THE ISSUE: Alabama legislators are suggesting a special session will be necessary to give them time to find ways to deal with a major shortfall in the General Fund. It’s an embarrassing claim, given the shortfall has been inevitable for years.

With four working days left in the 2015 session, the Legislature still has not done the one thing it is obligated to do under the state constitution: It hasn’t passed a budget.

That’s not to say it’s done nothing. It’s named bridges, commended couples on their anniversaries and basketball teams on their championships. It’s guaranteed religious expression in schools, whittled away at the authority of the state Board of Education, and found novel ways to reduce funding for public schools.

But still no budget.

To be fair, the House passed a budget. But most House members acknowledge it’s a sham, slicing $200 million from agencies that already are underfunded. The Senate has not passed a budget, and may not do so in the regular session.

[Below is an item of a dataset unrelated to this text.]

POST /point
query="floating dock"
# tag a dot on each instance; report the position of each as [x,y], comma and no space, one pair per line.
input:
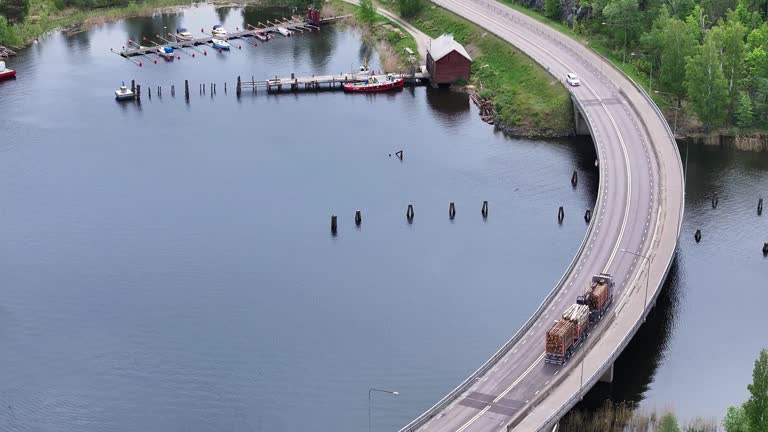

Leaders in the Legislature say it would be inappropriate to rush things. In one sense, they are right: The consequences of huge cuts would be devastating to the state, but tax increases should not be passed casually.

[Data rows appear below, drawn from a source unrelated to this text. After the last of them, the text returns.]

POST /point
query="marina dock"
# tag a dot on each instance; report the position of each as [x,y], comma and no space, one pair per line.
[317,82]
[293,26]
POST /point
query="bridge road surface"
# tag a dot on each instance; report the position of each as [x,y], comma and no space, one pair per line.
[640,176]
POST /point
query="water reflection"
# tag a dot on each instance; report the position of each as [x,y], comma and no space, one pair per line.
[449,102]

“Our caucus overwhelmingly believes we need to think this through,” Speaker of the House Mike Hubbard, R-Auburn, said last week.“We can’t just throw things against the wall and see what sticks.”

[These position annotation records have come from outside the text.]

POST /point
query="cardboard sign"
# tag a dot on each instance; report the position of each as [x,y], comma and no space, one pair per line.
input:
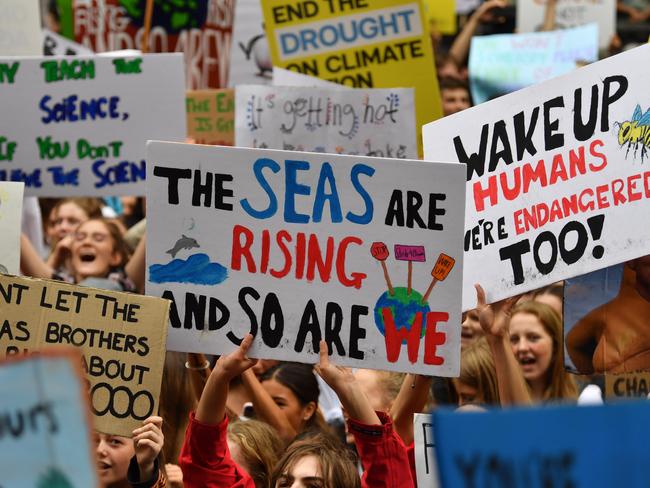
[573,446]
[20,28]
[370,44]
[606,320]
[11,208]
[44,436]
[202,30]
[505,63]
[426,466]
[570,13]
[121,335]
[79,125]
[211,116]
[557,178]
[250,56]
[280,244]
[367,122]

Had the shortfall in the General Fund been a 2015 surprise, the cautionary language of Hubbard and other legislators would suggest wisdom. Taking time to think through an unexpected problem makes sense, even if that means incurring the expense and uncertainty involved in a special session.

But this was not a surprise.

In fiscal 2010 and 2011, the General Fund received windfalls from the federal government, in the form of stimulus funds. In fiscal 2012, the General Fund enjoyed a one-time $266 million windfall as a result of past overpayments of oil and gas royalties to the Alabama Trust Fund.

With no other windfalls in sight, the lawmakers in 2012 convinced voters to allow the General Fund to borrow $435 million, payable in fiscals 2013, 2014 and 2015.

The fiscal 2016 budget shortfall is anything but a surprise. It has been inevitable since at least fiscal 2010, when the Legislature began relying on one-time windfalls to delay needed tax reform.

Lawmakers have for six years avoided facing the state’s fiscal reality, but now say they need a special session to give them more time to find solutions. That’s embarrassing.